In Greece, Elites Are Starting to Feel the Pain
By Niki Kitsantonis, NY Times, Jan. 16, 2014
ATHENS—Since the country’s financial meltdown, Greeks have protested what many here criticize as the unfairness of the biting austerity measures that have raised taxes and trimmed salaries and benefits for average Greeks, while the elite escaped similar burdens or being held accountable for their part in creating the mess in the first place.
Suddenly, to the satisfaction of many here, that dynamic has begun to change. With new vigor, Greek prosecutors working independently of politicians—and sometimes in the face of passive resistance from them—are pursuing corruption cases against a widening pool of current and former high-ranking state officials and members of the business elite once deemed untouchable.

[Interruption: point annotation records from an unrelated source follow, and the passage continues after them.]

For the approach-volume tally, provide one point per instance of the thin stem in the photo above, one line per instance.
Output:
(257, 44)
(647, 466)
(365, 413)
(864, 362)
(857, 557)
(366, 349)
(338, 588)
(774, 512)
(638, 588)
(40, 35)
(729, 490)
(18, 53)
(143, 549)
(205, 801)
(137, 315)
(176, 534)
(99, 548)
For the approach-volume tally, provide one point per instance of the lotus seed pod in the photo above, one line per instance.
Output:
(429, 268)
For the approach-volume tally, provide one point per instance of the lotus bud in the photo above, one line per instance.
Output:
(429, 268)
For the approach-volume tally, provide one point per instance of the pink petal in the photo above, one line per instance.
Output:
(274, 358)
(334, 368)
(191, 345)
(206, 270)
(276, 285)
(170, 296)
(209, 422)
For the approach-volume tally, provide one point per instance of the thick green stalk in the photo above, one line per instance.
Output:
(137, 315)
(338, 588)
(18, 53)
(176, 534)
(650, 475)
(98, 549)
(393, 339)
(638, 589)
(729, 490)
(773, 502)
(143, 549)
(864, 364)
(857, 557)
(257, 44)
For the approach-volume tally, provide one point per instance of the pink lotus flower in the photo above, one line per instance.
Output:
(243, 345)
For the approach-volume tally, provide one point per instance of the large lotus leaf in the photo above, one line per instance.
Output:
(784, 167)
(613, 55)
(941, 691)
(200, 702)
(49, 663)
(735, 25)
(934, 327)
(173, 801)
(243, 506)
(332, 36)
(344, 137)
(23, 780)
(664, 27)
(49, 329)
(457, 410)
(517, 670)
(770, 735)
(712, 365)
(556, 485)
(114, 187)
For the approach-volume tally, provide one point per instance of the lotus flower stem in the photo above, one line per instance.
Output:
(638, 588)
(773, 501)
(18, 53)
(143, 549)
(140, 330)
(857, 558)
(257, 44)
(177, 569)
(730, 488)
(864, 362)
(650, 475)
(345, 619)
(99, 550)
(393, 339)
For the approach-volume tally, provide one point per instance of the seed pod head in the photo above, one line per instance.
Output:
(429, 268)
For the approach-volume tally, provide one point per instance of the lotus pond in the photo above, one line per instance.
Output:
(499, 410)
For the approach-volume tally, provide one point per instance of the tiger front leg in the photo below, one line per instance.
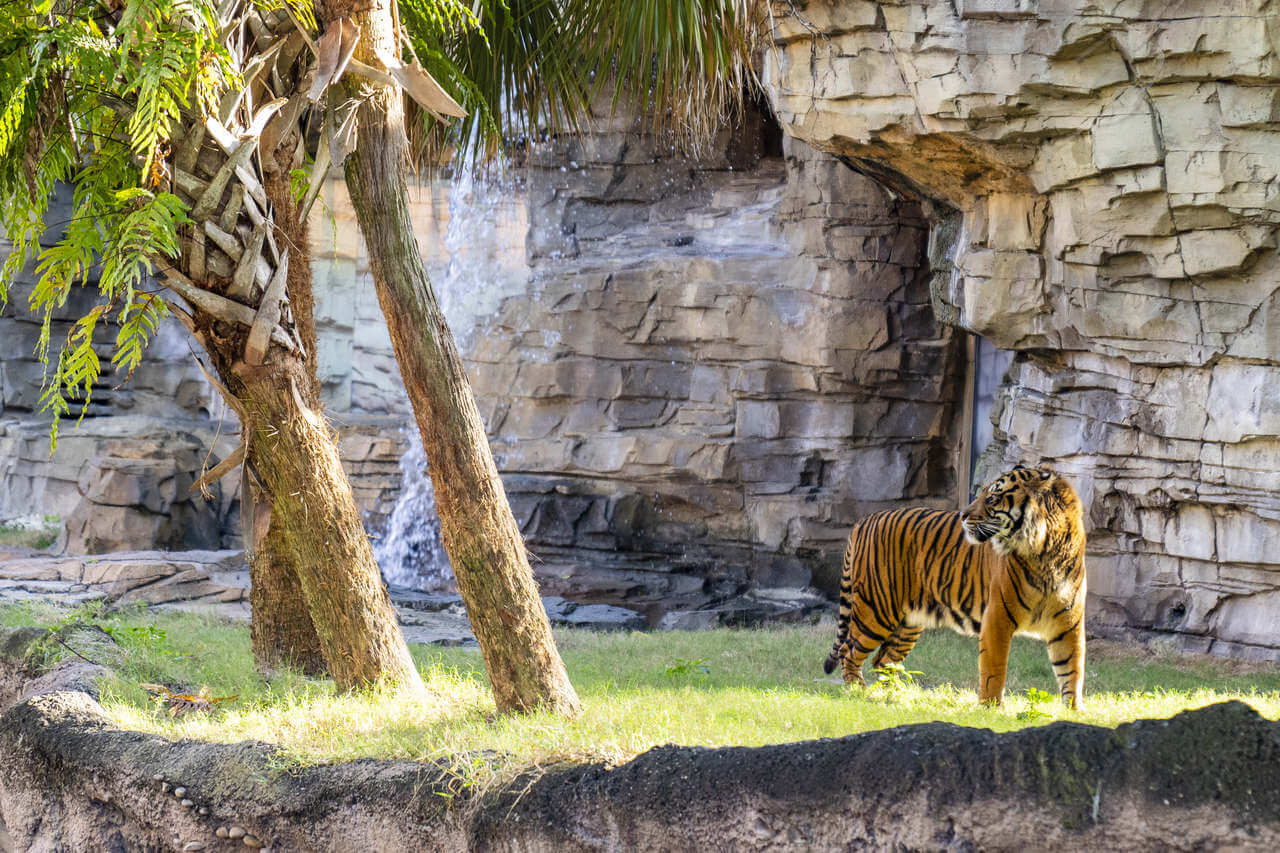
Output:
(1066, 656)
(993, 641)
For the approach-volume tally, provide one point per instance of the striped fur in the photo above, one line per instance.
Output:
(1011, 562)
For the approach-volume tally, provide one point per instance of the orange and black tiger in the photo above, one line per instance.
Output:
(1011, 562)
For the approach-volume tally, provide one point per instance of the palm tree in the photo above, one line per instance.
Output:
(181, 124)
(521, 67)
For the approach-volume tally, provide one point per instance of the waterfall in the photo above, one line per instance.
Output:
(485, 241)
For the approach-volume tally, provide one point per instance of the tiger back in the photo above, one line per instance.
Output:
(1011, 562)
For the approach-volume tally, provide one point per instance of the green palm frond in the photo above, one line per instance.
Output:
(64, 74)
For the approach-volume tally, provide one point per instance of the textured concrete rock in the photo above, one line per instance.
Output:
(699, 395)
(1101, 183)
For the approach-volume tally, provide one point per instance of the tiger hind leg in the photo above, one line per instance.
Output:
(854, 652)
(897, 646)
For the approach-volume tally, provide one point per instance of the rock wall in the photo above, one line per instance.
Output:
(713, 372)
(1102, 185)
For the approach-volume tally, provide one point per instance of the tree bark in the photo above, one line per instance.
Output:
(315, 515)
(480, 534)
(280, 624)
(263, 350)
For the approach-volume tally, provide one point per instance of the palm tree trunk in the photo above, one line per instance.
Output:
(250, 306)
(480, 534)
(280, 624)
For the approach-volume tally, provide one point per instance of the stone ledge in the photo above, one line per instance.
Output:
(1205, 779)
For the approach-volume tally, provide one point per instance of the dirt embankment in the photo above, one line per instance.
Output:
(1202, 780)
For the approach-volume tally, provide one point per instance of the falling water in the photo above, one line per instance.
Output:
(485, 240)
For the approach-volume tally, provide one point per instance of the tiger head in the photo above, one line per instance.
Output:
(1022, 511)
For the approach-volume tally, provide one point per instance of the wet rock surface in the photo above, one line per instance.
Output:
(216, 582)
(1101, 182)
(1206, 779)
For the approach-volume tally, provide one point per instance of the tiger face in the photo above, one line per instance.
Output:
(1004, 512)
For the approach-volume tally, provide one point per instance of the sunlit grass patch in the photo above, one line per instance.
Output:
(31, 532)
(640, 689)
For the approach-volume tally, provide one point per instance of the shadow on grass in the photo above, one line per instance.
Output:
(773, 660)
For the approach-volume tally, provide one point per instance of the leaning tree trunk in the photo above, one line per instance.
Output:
(250, 309)
(480, 534)
(280, 625)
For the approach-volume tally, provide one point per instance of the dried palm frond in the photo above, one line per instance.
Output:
(184, 702)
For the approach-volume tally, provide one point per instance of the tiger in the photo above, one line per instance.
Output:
(1010, 562)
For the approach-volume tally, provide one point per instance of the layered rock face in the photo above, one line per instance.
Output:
(1102, 183)
(713, 372)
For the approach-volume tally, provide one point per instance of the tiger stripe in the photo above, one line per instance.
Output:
(1013, 562)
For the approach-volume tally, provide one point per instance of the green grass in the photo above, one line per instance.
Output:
(35, 533)
(639, 690)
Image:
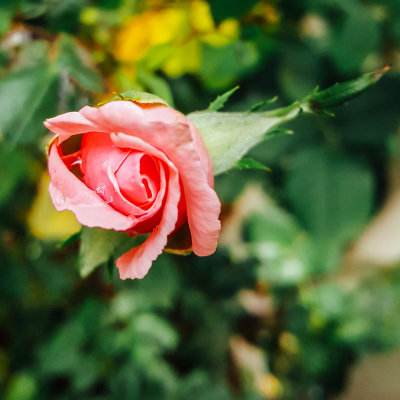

In country after country, officials have had difficulty deciding whether or how to prosecute those responsible for the conditions that led to the financial crisis that began in 2008 and the dark economic period that followed. Here in Greece, the country most afflicted by the collapse, prosecutors say that investigations, launched over the past year or so, are finally coming to fruition.
Analysts add that the prosecutors have more sway now than ever as Greeks smarting from more than three years of austerity demand punishment for those who ransacked state coffers and pushed Greece close to bankruptcy. The combination of the strong public desire for catharsis and a weak government has given the prosecutors far more room to maneuver than they have had in the recent past.
“For the first time, Greek justice is reaching really high up,” said Aristides Hatzis, a professor of legal theory at the University of Athens. “One reason is that the public desire for catharsis is strong, another is that the political system is weak and has too much to lose by trying to intervene. It risks being exposed.”
In the past week alone, prosecutors have reeled in several prominent businessmen, including Dimitris Kontominas, the owner of a television station and insurance company, as well as Angelos Filippidis, the former head of Hellenic Postbank, and several of his colleagues, over a loan scandal deemed to have cost the former state lender some 500 million euros, or $680 million.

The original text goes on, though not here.